Trabajadores de limpia informaron que no tienen guantes y que desde ayer se les repartieron cubrebocas que ellos consideran de mala calidad.

"Hay mucho descontento porque los cubrebocas son prácticamente papel con un resorte que se adhiere con una grapa. No les dan guantes, no les dan cubrebocas, no les dan los insumos para resguardar su salud", explicó un representante de los naranjitas que pidió el anonimato.

A la falta de insumos y la mala calidad de lo que les han entregado, se suman preocupaciones sobre qué pasará con los trabajadores adultos mayores que representan 60 por ciento del personal de barrido manual.

Desde el 15 de marzo, el ayuntamiento informó que se darían facilidades para que los trabajadores vulnerables por su edad o por su condición médica  o  embarazo, suspendieran actividades.

Pero fue hasta el jueves y viernes de la semana pasada que se notificó a los trabajadores de limpia que podrían dejar sus puestos de trabajo.

Su temor ahora es que, al justificarse la necesidad de trabajadores eventuales para atender las necesidades de barrido en la ciudad, se pongan en riesgo sus puestos de trabajo.

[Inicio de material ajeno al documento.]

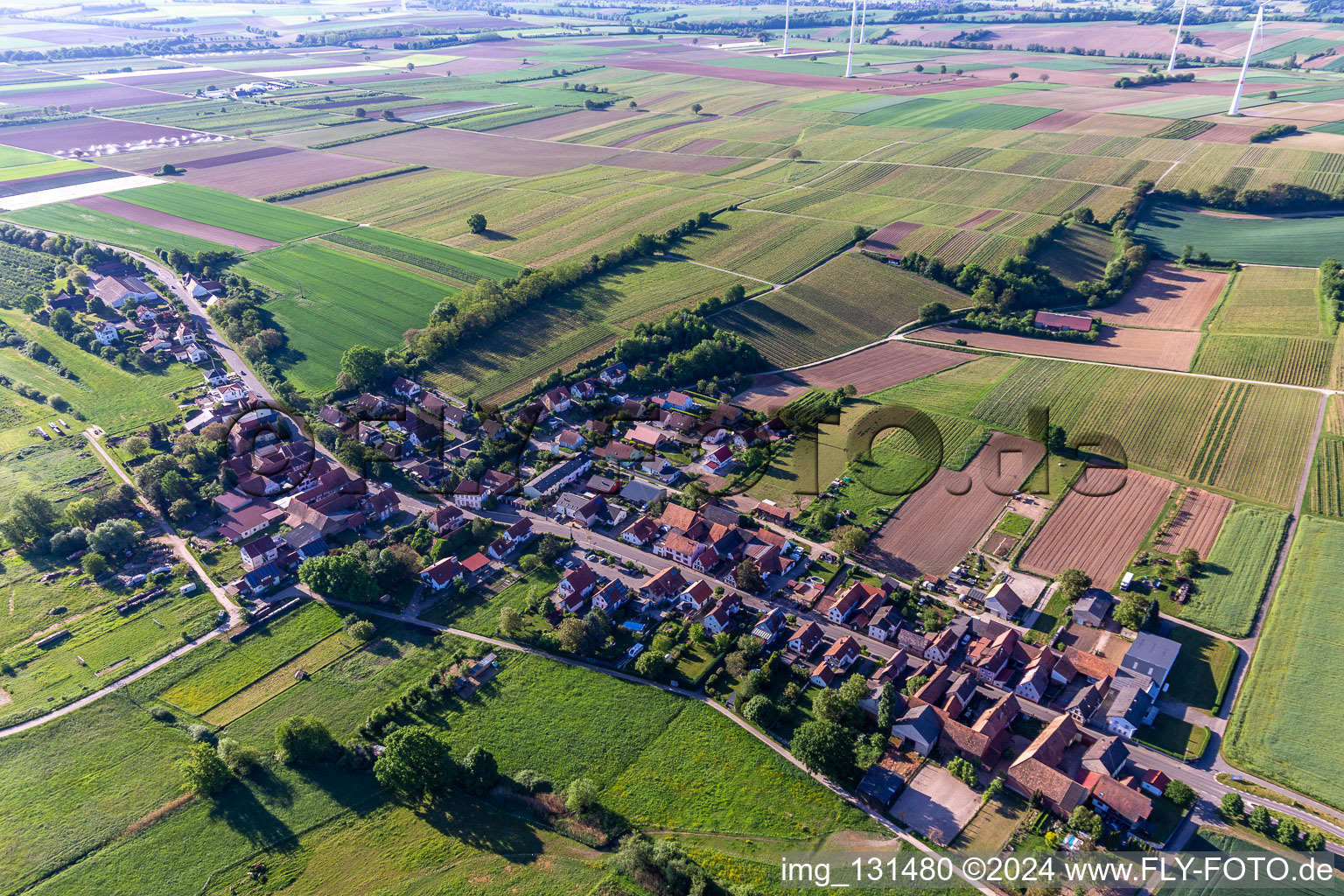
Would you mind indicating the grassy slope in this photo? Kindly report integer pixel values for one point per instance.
(1285, 725)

"Iban a contratar personal para reponer los puestos que están vacantes ahorita, de las compañeras  de la tercera edad y las compañeras embarazadas", dijo el representante.

En el OOSL se cuenta con maquinaria para realizar el barrido en las calles y considera que con eso se podría limpiar la ciudad sin la necesidad de más contrataciones.

Al margen de lo que se vive actualmente en Puebla por el coronavirus, explicó, el trabajo de los naranjitas es peligroso por el tipo de desechos de los que se hacen cargo.

Los negocios relacionados con los servicios de salud deben contar con contratos especiales con la empresa Promotor Ambiental S.A. (PASA) para el correcto manejo de sus residuos, pero es común que los naranjitas se encuentren con desechos infecto-contagiosos en los papeleros municipales.